Hacker News new | ask | show | jobs
by YetAnotherNick 1876 days ago
Umm.. 12 bytes of randomness has 7*10^28 unique uuid per second. We generally take order of square root of this due to birthday paradox which means that if you generate less than something like 10^10 UUID per second you couldn't get collision.
3 comments

Well, yes. As I said, it'll be "totally fine". :)

The problem is, the submission said "collision-free". This isn't "collision-free", it's "collisions are so unlikely you don't need to worry even under extremely conservative assumptions, assuming you have a decent source of randomness". And that's good enough for me, absolutely.

But...if that's good enough, then really, any of the common UUID and UUID-like schemes will be good enough.
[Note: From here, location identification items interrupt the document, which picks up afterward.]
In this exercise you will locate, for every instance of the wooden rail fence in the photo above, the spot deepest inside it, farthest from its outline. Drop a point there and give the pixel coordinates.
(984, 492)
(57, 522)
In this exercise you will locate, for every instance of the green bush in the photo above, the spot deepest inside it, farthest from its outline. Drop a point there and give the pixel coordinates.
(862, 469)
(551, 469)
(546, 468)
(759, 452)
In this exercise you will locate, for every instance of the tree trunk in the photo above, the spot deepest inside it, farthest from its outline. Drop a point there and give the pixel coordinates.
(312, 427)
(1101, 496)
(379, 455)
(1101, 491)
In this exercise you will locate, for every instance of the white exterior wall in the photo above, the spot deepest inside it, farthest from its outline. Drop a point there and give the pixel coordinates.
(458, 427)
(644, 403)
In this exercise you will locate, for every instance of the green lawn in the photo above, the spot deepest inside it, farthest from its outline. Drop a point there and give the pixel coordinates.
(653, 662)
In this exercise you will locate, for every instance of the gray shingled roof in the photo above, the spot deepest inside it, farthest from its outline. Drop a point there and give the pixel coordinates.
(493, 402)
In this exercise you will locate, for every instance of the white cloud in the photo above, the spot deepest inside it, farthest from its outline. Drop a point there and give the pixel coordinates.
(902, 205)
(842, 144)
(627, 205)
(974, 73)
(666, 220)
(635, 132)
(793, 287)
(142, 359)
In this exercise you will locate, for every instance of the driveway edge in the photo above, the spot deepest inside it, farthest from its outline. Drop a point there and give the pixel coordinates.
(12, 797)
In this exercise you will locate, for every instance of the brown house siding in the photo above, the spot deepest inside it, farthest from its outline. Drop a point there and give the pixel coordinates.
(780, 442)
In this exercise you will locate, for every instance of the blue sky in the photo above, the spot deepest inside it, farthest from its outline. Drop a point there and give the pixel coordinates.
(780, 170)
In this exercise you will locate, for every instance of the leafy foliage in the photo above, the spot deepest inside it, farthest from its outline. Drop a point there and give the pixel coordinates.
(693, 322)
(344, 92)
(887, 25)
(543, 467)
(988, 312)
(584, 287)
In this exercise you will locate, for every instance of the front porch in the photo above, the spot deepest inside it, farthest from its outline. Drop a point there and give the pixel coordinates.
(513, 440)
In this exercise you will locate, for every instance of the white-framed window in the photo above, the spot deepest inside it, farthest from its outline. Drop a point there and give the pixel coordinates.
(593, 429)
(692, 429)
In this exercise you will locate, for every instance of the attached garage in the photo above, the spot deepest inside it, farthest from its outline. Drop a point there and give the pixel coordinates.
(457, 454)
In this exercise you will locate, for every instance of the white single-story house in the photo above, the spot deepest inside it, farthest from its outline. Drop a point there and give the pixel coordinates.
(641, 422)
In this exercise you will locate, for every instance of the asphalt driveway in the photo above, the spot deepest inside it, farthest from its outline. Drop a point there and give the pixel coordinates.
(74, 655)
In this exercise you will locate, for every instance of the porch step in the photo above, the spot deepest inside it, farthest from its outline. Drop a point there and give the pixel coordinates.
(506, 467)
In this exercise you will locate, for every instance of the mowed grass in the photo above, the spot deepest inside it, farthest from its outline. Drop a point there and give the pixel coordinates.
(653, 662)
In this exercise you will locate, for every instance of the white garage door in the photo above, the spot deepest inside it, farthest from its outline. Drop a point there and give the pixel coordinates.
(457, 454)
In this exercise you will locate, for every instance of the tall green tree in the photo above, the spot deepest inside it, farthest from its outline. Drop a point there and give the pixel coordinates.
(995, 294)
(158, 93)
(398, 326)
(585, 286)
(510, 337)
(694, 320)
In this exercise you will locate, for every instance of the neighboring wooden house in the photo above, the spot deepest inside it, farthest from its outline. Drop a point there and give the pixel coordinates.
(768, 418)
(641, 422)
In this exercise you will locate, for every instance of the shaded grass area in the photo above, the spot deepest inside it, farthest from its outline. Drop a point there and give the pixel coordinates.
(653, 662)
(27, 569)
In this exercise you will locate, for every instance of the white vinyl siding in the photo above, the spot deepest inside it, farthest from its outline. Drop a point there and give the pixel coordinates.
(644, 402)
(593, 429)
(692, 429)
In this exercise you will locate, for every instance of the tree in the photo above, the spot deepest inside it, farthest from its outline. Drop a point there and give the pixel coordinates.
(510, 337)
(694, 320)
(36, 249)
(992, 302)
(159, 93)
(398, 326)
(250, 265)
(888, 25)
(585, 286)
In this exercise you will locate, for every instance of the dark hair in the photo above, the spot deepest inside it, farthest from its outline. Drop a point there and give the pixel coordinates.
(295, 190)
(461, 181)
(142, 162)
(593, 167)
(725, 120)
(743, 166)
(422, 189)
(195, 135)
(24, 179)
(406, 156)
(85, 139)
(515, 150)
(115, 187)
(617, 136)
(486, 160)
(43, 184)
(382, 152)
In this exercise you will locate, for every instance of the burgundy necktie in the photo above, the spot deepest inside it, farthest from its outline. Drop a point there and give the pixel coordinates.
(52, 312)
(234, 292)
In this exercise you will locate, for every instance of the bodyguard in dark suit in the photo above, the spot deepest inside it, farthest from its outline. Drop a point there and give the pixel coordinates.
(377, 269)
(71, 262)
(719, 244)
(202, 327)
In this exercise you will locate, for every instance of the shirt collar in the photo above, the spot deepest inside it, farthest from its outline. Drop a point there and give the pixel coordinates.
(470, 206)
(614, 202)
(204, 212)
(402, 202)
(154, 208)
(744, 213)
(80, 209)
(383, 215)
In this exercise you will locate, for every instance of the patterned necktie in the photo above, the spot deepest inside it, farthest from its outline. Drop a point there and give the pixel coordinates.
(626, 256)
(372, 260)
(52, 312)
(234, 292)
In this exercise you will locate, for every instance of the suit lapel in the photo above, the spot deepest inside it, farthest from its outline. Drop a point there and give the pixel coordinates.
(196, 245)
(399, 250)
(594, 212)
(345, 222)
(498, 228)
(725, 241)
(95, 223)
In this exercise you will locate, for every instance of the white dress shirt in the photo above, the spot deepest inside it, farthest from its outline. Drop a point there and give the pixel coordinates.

I'm taking the submission title to mean either "guaranteed collision-free" or, failing that, as "more collision resistant than some alternatives", or maybe "guaranteed collision-free in some specific use cases". But this doesn't seem to be any of those; it's just a timestamp and enough randomness that you'll be safe under reasonable assumptions.

In short, I'm not saying "don't use this because you'll get collisions", I'm saying "even though as a practical matter you won't see any collisions, I don't think the collision free label is appropriate".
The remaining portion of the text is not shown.